# Actualisation



## stephy2 (30 Septembre 2022)

Bonjour,
Quand les parents font leur déclaration, celle-ci apparait bien dans notre espace Pajemploi environ 2 jours après ??
Car une maman m'a dit qu'elle l'avait fait en début de semaine et je ne vois toujours rien!! A-t-on un moyen de vérifier si cela a été fait ou pas ? Merci.


----------



## assmatzam (30 Septembre 2022)

Elle est visible immédiatement 
Et vous pouvez l'imprimer 24 à 48 heures après


----------



## assmatzam (30 Septembre 2022)

Si vous le la voyez pas c'est quelle n'a pas été validée
Et que le parent vous raconte des cracks


----------



## papillon (30 Septembre 2022)

Bonjour

regardez si c'est en cours de traitement
mais en principe oui 2 jours après voire moins, on peut l'imprimer
ou alors elle pense l'avoir validée et ne l'a pas fait !


----------



## stephy2 (30 Septembre 2022)

Merci à vous. Effectivement rien de visible encore et même rien "en cours de traitement" comme j'ai déjà vu!
J'ai envoyé un message pour lui dire de vérifier si la déclaration était bien validée! Attendons..... J'espère qu'elle me raconte pas des cracks...!


----------



## Nanou91 (30 Septembre 2022)

Coucou @assmatzam 
j'ai 2 contrats qui vont se finir en octobre (les 2 dépannages).
J'ai préparé tous les papiers car je préfère avoir un regard sur ce qui sera rempli.
Quand les PE feront la dernière déclaration à partir du 25 Octobre, ils vont déclarer qu'il y a une fin de contrat.
Du coup ça va ouvrir des lignes supplémentaires pour le dernier salaire net, le montant de l'ICCP, de l'indemnité de rupture, etc.

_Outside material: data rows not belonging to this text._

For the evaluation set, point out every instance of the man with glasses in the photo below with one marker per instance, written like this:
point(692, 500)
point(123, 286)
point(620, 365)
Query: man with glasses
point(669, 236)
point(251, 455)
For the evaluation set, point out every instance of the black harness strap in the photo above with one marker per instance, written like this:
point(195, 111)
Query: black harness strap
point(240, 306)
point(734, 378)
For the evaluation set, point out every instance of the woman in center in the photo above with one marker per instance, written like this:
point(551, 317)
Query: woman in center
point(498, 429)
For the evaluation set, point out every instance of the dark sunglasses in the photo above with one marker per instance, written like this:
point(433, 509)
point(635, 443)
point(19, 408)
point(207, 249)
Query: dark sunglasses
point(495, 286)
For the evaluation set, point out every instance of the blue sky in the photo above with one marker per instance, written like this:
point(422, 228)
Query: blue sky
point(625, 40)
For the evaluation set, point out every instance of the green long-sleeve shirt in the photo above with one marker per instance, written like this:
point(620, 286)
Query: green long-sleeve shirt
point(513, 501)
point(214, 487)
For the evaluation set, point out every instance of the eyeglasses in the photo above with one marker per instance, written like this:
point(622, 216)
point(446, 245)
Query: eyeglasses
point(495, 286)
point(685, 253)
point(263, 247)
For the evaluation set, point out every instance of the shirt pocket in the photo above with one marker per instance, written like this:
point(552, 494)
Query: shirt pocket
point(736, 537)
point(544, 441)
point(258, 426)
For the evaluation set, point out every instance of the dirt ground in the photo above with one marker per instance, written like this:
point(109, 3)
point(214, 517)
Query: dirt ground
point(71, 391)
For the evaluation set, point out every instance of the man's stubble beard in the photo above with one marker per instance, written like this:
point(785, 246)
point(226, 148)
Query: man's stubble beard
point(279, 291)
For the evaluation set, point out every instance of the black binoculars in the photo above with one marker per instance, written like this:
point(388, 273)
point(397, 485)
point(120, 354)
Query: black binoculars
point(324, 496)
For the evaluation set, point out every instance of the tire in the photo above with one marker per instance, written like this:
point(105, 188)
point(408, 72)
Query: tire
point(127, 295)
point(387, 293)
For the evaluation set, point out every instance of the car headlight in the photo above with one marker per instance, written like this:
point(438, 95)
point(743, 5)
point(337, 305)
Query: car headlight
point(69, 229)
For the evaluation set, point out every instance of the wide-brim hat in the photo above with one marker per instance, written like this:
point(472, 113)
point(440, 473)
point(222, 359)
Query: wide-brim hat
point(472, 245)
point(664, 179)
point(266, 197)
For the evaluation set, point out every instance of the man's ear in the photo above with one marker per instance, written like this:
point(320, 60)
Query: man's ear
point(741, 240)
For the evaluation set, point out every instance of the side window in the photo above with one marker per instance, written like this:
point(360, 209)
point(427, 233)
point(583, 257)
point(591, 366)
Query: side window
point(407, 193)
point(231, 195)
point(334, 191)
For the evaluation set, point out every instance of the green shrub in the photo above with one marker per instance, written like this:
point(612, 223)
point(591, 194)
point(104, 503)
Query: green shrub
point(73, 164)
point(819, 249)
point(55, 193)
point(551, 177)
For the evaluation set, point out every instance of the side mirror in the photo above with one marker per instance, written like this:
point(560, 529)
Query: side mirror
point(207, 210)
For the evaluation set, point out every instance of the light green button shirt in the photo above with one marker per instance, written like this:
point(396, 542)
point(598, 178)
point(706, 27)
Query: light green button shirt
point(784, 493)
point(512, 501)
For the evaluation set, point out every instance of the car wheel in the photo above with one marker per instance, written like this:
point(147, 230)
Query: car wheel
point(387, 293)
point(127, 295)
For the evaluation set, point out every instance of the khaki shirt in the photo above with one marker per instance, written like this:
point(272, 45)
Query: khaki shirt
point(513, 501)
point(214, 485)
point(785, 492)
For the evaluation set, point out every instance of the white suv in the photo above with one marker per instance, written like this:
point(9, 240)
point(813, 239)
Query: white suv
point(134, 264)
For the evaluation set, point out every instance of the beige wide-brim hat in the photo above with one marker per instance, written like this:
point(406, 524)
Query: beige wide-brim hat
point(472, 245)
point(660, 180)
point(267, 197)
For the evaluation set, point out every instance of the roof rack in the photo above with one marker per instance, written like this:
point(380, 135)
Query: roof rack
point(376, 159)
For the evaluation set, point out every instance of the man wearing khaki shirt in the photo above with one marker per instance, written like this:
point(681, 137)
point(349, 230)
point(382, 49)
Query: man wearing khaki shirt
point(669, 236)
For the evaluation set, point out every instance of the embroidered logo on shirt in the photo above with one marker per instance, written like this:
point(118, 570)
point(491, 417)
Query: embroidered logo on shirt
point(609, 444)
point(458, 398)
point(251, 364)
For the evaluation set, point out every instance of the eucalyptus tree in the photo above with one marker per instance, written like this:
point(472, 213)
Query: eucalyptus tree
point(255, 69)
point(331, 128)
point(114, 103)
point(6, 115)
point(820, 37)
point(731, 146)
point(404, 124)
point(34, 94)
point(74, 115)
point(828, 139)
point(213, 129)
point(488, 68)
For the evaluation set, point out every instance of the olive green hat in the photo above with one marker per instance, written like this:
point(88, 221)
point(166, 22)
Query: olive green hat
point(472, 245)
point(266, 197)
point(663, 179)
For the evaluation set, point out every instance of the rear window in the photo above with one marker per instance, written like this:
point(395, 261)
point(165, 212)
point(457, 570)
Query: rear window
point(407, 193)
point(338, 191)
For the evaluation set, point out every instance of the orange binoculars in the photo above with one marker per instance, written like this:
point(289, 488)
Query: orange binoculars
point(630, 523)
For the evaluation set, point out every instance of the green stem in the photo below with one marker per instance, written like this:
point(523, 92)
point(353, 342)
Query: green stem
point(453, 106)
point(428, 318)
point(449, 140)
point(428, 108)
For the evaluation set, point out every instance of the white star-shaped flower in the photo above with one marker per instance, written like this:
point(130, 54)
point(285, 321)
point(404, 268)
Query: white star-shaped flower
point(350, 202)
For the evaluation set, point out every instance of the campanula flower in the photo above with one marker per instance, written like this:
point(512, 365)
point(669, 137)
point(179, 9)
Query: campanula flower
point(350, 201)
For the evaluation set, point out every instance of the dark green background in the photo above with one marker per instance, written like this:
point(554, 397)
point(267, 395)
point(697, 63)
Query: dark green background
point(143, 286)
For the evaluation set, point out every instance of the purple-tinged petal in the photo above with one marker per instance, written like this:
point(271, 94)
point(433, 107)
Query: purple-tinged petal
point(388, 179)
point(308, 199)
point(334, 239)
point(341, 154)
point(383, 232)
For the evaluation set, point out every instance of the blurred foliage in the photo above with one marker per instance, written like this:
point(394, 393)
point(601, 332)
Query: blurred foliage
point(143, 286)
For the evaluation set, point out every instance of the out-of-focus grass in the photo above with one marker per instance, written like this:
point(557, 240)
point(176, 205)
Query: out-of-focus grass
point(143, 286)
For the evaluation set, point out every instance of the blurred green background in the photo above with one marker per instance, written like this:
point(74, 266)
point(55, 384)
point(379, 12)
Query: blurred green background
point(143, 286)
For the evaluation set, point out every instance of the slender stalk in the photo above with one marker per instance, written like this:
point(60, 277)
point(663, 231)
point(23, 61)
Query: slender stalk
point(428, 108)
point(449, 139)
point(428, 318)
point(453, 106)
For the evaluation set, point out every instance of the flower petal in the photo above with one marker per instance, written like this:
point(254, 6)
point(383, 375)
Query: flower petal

MAIS.... à quel moment on leur demande s'ils veulent que PAJEMPLOI génère les documents de fin de contrat, notamment l'attestation Employeur pour POLE EMPLOI ? Est-ce qu'on peut refuser cette étape, si oui quelle manip faire ?

Merci


----------



## Griselda (30 Septembre 2022)

Il est possible qu'elle ait oublié de cliquer sur "valider".
Perso il ne se passe pas plus de quelques heures pour voir apparaitre que le PE a fait la déclaration et que mon BS est en cours de traitement.
Donc si en allant dans ton compte salariée PAJE ça n'apparait pas tout en haut comme "en attente de traitement" c'est que ça n'a pas été validé.
Dans ce cas demande lui de retourner sur le site pour verifier tout ça.

Si le PE n'est pas sur PAJEmploi + il n'a pas d'interêt particulier de jouer la montre sur la déclaration, au contraire car tant qu'elle n'est pas validée il ne perçoit pas sa CMG.
Par contre s'il est sur le service PAJEmploi + et qu'il a besoin de n'être pas prelevé tout de suite de son restant à charge, là oui il peut jouer la montre.

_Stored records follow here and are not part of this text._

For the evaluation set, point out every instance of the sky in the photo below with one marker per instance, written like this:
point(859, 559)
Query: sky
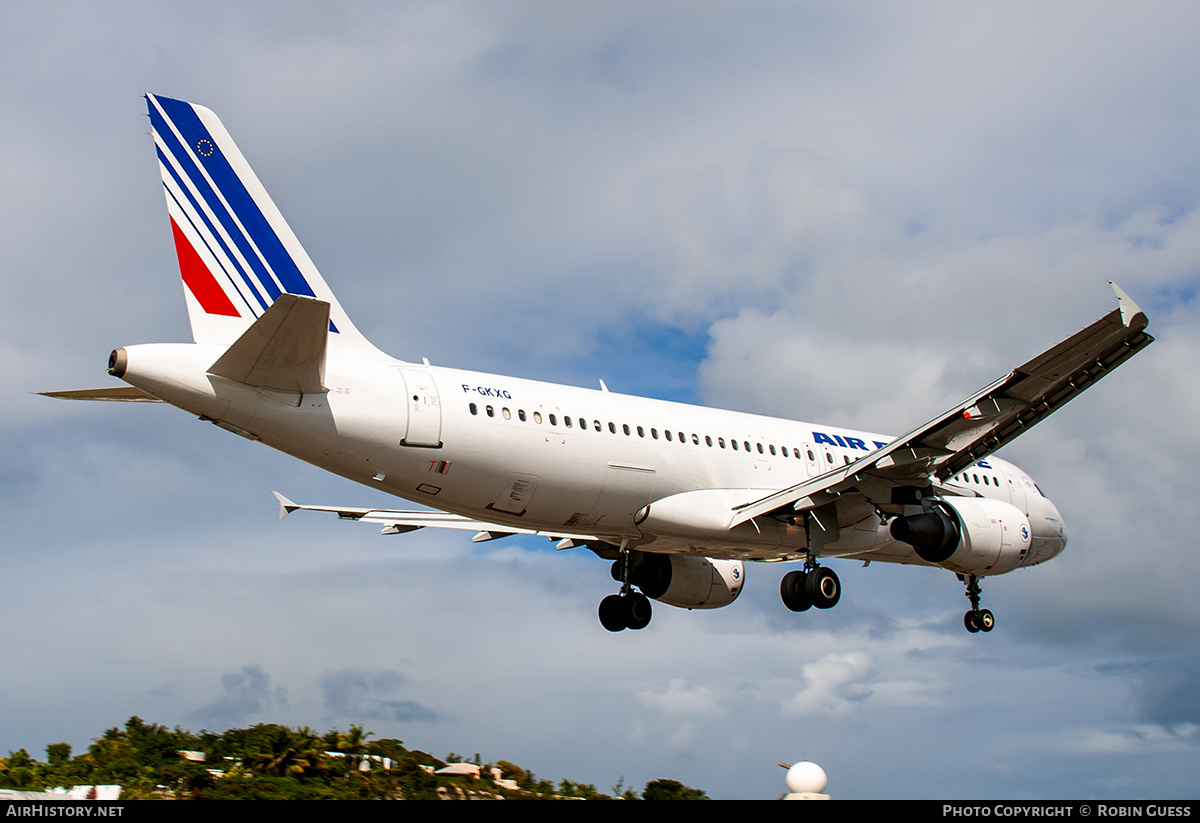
point(844, 212)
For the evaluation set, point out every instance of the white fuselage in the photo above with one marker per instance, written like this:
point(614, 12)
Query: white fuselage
point(561, 458)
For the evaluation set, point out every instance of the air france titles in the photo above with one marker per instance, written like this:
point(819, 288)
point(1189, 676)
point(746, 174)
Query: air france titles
point(845, 442)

Mais fort à parier que c'est juste une erreur, on a cliqué à côté du bouton en allant un peu vite, ça arrive.


----------



## stephy2 (30 Septembre 2022)

@Griselda : non nous ne passons pas par Pajemploi+. Même regardé dans mon espace "gérer" mes coordonnées" pour voir si elle l'avait activé! Mais aucun nom d'employeurs! A voir! Pas de réponse encore


----------



## assmatzam (30 Septembre 2022)

Vu que c'est moi qui fait les déclarations de mes employeurs je peux t'affirmer que des que je cliques sur valider 
Et bien ça apparaît de suite dans mon espace personnel pajemploi 

Je le sais parce que des que j'ai fini un employeur je vérifie si je ne me suis pas trompée


----------



## stephy2 (30 Septembre 2022)

Merci beaucoup pour cette info Assmatzam.
En fait ça n'a pas validé car elle a mis le montant net qu'elle doit me payer (avec les ie) donc cela lui mettait qu'elle dépassait le taux smic horaire. Mais n'a pas encore changé apparemment


----------



## Griselda (30 Septembre 2022)

Ah ben voilà, tu as ta réponse. Mais peut être lui dire que si ça n'a pas validé pour une raison qu'elle ne comprends pas, elle peut demander plutôt que d'attendre ... (le bienfait du saint esprit???)


----------



## Tatynou1 (30 Septembre 2022)

@assmatzam 
Peux-tu me dire (quand le PE fait sa déclaration) *SI* il peut choisir la date de virement du salaire ??
car ma nouvelle PE m'a dit qu'elle n'avait pas validé sa déclaration de dimanche 25, car pajemploi+ allait prélevé 4 jours après la différence sur son compte (soit le 29) et me faire le virement le lendemain (soit le 3 ) : EST-CE VRAI ????


----------



## Nounousand02 (1 Octobre 2022)

Ma pe a été prélever le 29 et moi j'ai été payer le 30 par parjemploi+ mon 2eme pe est prélever le 3 et je suis payer le 3 tous dépend du jour où la déclaration est faite.  C pajemploi qui décide et pas le pe qui choisi la date de prelevement


----------



## assmatzam (1 Octobre 2022)

Non avev pajemploi + on ne peut pas choisir la date de prélèvement 
Le fait de valider la déclaration cela déclenche le prélèvement sur le compte de l'employeur 

Ce mois ci j'ai été payé le 28


----------



## Tatynou1 (1 Octobre 2022)

Merci @Nounousand02 et @assmatzam !

Bon week-end  🐾 🍃🍂🙋‍♀️


----------



## Tatynou1 (1 Octobre 2022)

et est-ce qu'avec les week-end ça décale le paiement ??


----------



## Nounousand02 (1 Octobre 2022)

Ma 2eme pe à fais sa déclaration jeudi matin et elle est prélever le même jour que mon paiement le 3/10


----------



## stephy2 (3 Octobre 2022)

@Griselda : oui effectivement tu as raison quand tu dis qu'elle aurai pu me demander! Comme tu dis elle attendait "le saint esprit"! Soit disant qu'elle n'avait pas vu que ce n'était pas validé! Heureusement que je lui ai envoyé un message! Maintenant qu'Assmatzam m'a dit que cela s'affichait en suivant dans mon espace Pajemploi, j'attendrai moins quand je verrai qu'il n'y a rien en cours de traitement!
Merci à vous


----------



## liline17 (3 Octobre 2022)

quand on dépasse le plafond, c'est qu'il y a une erreur sur le nombre de jours déclarés, qu'elle regarde ça


----------